See above. Every inductive set (Zermelo, Peano, v. Neumann) is definable.

"Definable" remains undefined, so there's no point to answer here.  Did
Zermelo, Peano, or von Neumann use "definable" the way you're trying to
use it, at all?

But I can agree with you that there is no first "dark number".  That
is what I have proven.  There is a theorem that every non-empty
subset of the natural numbers has a least member.

That theorem is wrong in case of dark numbers.

That's a very bold claim.  Without further evidence, I think it's fair
to say you are simply mistaken here.

The potentially infinite inductive set has no last element. Therefore
its complement has no first element.

You're letting "potentially infinite" confuse you again.  The inductive
set indeed has no last element.  So "its complement" (undefined unless we
assume a base set to take the complement in), if somehow defined, is
empty.  The empty set has no first element.

When |ℕ \ {1, 2, 3, ..., n}| = ℵo, then |ℕ \ {1, 2, 3, ..., n+1}| >>>>> ℵo. How do the ℵo dark numbers get visible?

There are no such things as "dark numbers", so talking about their
visibility is not sensible.

But there are ℵo numbers following upon all numbers of ℕ_def.

N_def remains undefined, so talk about numbers following it is not
sensible.

There is no such thing as a "dark number".  It's a figment of your
imagination and faulty intuition.

Above we have an inductive definition of all elements which have
infinitely many dark successors.

"Dark number" remains undefined, except in a sociological sense.  "Dark
successor" is likewise undefined.

"Es ist sogar erlaubt, sich die neugeschaffene Zahl ω als Grenze zu
denken, welcher die Zahlen ν zustreben, wenn darunter nichts anderes
verstanden wird, als daß ω die erste ganze Zahl sein soll, welche auf
alle Zahlen ν folgt, d. h. größer zu nennen ist als jede der Zahlen ν."
E. Zermelo (ed.): "Georg Cantor – Gesammelte Abhandlungen mathematischen
und philosophischen Inhalts", Springer, Berlin (1932) p. 195.
[ "It is even permissible to think of the newly created number as a
limit to which the numbers nu tend.  If nothing else is understood,
it's held to be the first integer which follows all numbers nu, that
is, is bigger than each of the numbers nu." ]

Between the striving numbers ν and ω lie the dark numbers.

That contradicts the long excerpt from Cantor you've just cited.
According to that, omega is the _first_ number which follows the numbers
nu.  I.e., there is nothing between nu (which we can identify with N) and
omega.  There is no place for "dark numbers".

The set ℕ_def defined by induction does not include ℵo undefined numbers.

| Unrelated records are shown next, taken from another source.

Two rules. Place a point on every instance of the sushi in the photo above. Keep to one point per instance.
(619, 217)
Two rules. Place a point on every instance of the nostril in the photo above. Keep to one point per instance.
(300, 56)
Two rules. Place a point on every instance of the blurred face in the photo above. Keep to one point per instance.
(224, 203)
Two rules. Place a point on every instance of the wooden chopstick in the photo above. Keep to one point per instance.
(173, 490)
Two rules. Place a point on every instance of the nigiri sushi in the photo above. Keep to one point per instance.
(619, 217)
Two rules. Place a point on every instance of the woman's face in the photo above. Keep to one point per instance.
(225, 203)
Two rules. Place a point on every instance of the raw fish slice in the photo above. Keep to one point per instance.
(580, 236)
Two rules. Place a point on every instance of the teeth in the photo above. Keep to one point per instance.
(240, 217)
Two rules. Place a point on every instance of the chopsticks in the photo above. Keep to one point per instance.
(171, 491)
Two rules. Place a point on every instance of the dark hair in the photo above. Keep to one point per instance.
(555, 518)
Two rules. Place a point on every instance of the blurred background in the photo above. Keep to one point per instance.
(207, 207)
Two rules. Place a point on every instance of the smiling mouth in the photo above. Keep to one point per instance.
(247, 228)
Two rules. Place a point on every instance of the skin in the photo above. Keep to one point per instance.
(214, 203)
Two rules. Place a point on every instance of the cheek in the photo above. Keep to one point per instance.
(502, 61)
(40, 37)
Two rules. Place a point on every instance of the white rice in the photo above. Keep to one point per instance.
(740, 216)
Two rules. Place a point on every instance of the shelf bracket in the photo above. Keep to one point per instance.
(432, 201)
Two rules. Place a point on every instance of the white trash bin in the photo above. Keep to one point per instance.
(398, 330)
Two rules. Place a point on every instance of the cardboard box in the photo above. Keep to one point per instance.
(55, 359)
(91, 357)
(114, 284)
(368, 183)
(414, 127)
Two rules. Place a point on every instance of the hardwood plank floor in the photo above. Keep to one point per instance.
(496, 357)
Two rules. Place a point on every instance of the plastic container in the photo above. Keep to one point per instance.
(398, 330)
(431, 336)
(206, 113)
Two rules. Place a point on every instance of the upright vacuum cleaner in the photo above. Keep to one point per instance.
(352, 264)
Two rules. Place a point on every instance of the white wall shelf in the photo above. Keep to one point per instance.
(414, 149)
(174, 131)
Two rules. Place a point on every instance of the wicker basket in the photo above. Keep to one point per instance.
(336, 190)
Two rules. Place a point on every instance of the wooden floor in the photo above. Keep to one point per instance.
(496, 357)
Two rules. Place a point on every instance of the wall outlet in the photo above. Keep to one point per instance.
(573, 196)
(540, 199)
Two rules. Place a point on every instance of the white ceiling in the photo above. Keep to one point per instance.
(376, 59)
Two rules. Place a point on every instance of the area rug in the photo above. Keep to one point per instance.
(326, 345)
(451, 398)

The set N doesn't include ANY undefined numbers.

 ℵo

Quite aside from the fact that there is no mathematical definition
of a "defined" number.  The "definition" you gave a few posts back
was sociological (talking about how people interacted with
eachother) not mathematical.

Mathematics is social, even when talking to oneself. Things which cannot
be represented in any mind cannot be treated.

Natural numbers can be "represented in a mind", in fact in any
mathematician's mind.

Not those which make the set ℕ empty by subtracting them
∀n ∈ ℕ_def: |ℕ \ {1, 2, 3, ..., n}| = ℵo

That nonsense has no bearing on the representability of natural numbers
in a mathematician's mind.  You're just saying that the complement in N
of a finite subset of N is of infinite size.  Yes, and.... ?

like the dark numbers can do
ℕ \ {1, 2, 3, ...} = { }.

Dark numbers remain undefined.  The above identity, more succinctly
written as N \ N = { } holds trivially, and has nothing to say about the
mythical "dark numbers".

Regards, WM

--
Alan Mackenzie (Nuremberg, Germany).